Only by deliberately connecting to the FIKED VPN endpoint could I actually get the screenshot I used above. Colleagues I demo’d this to suggested that it could be that I was using 2 virtual hosts, across a virtualised network causing the issue and that may still be the case. I never did get around to pinning it down despite spending many hours on it.
If you can get this working, please do let me know what on earth I was doing wrong.
Conclusion
Now you have:
- Located a VPN Endpoint
- Successfully obtained a handshake with it
- Discovered a valid Group ID
- Performed a man in the middle attack against a client and captured the XAUTH credentials
Finally, now you can connect and reap the rewards of completing one of the most involved “hacks” you’re likely to complete in your lifetime. If this is a CVSSv2 score of 5.0 then CVSS is even more broken than I thought.
The use of aggressive handshakes is nothing without some context applied, as is the case with most things in the security world but I have seen many reports with it just shoved in with no context applied. CVSSv2 score 5.0.

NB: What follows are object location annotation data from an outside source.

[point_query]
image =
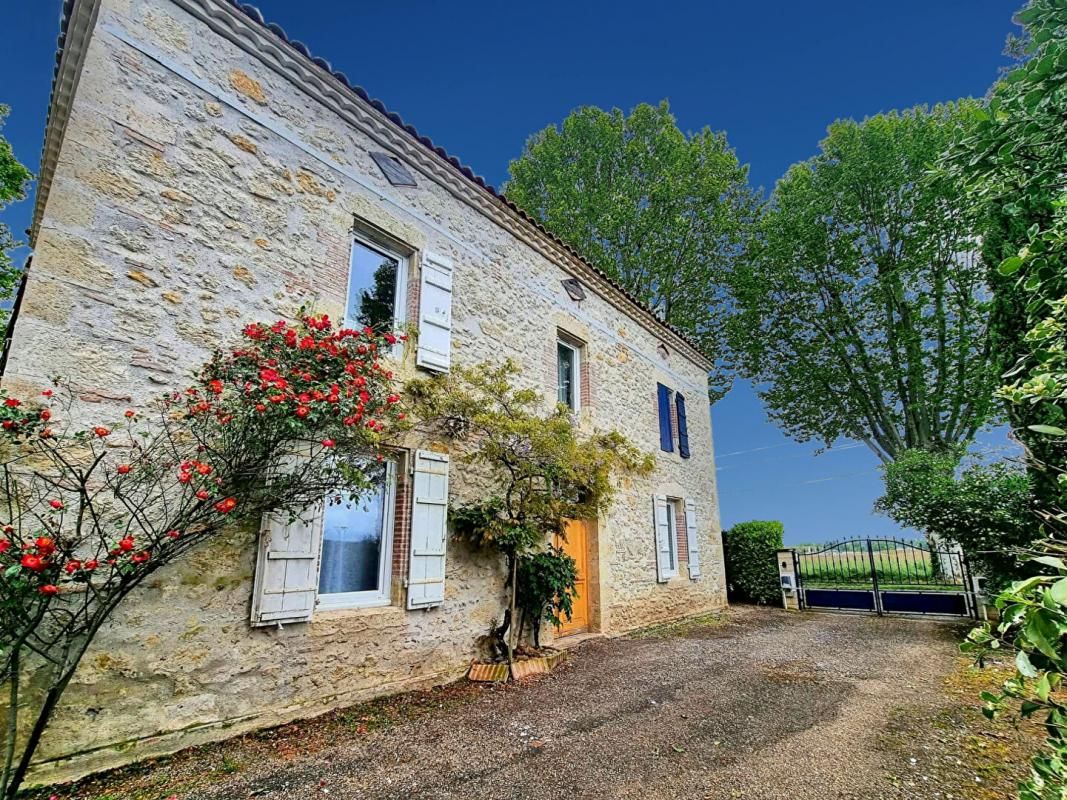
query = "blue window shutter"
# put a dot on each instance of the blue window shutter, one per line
(666, 440)
(683, 427)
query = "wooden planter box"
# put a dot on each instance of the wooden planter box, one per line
(521, 669)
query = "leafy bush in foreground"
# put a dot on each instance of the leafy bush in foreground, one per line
(750, 559)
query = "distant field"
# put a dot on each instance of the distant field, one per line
(901, 568)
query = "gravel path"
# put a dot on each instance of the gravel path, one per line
(762, 705)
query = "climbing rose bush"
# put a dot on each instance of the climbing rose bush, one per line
(296, 413)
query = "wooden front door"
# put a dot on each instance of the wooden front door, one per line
(576, 545)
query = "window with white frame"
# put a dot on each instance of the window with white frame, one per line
(569, 374)
(673, 506)
(355, 564)
(377, 287)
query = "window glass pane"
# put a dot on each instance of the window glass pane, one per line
(371, 288)
(566, 373)
(352, 545)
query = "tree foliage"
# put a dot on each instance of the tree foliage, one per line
(295, 414)
(987, 510)
(750, 550)
(14, 182)
(538, 474)
(861, 308)
(661, 211)
(1016, 170)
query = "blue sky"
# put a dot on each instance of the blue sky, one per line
(480, 77)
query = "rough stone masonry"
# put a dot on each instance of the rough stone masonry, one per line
(209, 175)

This whole process was a learning experience that taught me from the ground up some information about VPN’s in particular this variant, but I learned a lot about other subjects as well. It got me comfortable with the ins and outs of some rather complex cisco stuff (at least in my opinion) and let me get to grips with the intricacies at getting Virtual Box working in tandem with GNS3 on Ubuntu 14.04.

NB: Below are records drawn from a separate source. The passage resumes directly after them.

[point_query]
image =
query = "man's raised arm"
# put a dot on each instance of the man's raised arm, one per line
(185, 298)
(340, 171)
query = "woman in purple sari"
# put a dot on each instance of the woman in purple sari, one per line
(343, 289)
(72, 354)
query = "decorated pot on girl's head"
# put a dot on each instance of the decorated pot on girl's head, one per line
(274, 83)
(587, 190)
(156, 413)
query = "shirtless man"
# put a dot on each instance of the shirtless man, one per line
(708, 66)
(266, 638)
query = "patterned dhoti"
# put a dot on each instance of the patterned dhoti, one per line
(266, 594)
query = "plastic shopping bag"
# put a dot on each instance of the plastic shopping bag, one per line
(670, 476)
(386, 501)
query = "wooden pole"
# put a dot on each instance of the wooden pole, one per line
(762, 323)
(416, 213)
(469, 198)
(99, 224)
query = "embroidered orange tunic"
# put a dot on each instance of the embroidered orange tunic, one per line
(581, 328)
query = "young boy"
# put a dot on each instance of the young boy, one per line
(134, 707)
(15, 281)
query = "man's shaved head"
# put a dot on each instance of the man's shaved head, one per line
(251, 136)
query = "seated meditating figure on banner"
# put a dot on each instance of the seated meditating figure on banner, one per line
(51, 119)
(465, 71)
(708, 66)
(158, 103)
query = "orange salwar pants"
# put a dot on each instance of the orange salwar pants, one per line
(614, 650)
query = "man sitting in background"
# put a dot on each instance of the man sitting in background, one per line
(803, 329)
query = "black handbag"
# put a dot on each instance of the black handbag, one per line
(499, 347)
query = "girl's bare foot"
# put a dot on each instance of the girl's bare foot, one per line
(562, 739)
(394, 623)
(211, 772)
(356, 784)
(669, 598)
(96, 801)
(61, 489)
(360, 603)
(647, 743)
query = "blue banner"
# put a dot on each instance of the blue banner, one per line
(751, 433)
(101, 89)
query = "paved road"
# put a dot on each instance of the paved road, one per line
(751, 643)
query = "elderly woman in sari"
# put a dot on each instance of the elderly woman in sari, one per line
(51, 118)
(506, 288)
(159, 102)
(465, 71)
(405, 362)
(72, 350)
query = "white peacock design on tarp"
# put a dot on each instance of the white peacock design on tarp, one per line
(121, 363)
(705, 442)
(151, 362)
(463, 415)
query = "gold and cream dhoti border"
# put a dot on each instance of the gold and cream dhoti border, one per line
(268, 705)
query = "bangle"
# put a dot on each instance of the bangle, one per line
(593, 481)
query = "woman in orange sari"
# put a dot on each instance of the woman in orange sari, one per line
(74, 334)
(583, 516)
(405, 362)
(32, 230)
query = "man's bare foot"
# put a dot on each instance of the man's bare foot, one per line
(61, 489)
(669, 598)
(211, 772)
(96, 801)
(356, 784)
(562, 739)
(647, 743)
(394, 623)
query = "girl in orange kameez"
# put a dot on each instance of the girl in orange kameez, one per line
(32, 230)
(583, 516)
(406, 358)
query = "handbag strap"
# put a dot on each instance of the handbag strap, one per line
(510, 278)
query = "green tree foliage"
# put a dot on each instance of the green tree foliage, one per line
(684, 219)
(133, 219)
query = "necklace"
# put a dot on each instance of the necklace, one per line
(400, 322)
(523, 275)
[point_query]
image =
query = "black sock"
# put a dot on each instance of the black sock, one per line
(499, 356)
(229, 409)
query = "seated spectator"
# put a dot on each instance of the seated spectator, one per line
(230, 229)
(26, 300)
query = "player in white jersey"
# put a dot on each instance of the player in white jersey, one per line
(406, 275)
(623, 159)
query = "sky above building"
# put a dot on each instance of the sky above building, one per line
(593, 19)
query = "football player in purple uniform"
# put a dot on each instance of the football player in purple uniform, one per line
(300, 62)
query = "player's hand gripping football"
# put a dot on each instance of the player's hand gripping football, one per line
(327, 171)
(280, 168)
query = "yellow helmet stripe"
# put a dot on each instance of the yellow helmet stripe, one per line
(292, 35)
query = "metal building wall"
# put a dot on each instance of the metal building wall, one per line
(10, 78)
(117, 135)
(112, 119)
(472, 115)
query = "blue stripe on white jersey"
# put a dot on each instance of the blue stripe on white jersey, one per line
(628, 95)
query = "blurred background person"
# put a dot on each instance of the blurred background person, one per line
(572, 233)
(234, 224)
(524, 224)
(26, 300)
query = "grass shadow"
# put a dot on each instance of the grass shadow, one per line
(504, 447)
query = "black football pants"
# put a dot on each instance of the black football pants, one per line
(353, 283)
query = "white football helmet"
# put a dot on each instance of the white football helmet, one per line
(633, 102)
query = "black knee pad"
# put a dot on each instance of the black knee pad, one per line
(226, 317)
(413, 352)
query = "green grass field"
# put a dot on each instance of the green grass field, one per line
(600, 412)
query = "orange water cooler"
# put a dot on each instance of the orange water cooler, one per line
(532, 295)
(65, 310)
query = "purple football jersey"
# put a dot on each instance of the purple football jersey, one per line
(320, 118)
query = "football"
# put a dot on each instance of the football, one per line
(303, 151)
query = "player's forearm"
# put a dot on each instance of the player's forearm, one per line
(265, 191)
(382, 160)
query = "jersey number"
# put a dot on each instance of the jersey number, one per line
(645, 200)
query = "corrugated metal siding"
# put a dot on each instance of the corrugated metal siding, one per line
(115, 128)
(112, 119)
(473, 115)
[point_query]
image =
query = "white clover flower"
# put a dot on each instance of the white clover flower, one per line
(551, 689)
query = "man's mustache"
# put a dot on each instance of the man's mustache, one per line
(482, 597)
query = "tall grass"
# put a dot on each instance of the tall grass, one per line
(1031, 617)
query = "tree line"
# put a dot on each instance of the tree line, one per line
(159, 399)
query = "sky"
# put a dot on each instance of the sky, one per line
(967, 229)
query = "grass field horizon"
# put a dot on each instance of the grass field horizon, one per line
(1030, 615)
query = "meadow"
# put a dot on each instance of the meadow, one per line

It also led to some expensive purchases from Ebay. So if you want a Cisco VPN Concentrator 3000 series with 2 SEP-E modules, dual redundant power supplies and no idea if it works or not. Let me know 🙂
But wait… there’s more!
I mention in a section above about bruteforcing XAuth protection. It turns out the enterprising chaps at Spider Labs have once again been busy and have released a script called ikeforce.py to do just that.
I won’t completely regurgitate their blog-post here as I think I’ve done enough of that above, but if you’re interested in taking this further and proving the risks of IKEv1 Aggressive Mode to a client I’d highly recommend checking it out (Link in the reference section below).
References
Spider Labs – Cracking IKE Part 1
Spider Labs – Cracking IKE Part 2
Spider Labs – Cracking IKE Part 3
… i’m sure i’ve missed some of the more random google search hits I found while researching the above but those are the main contributors to this article content.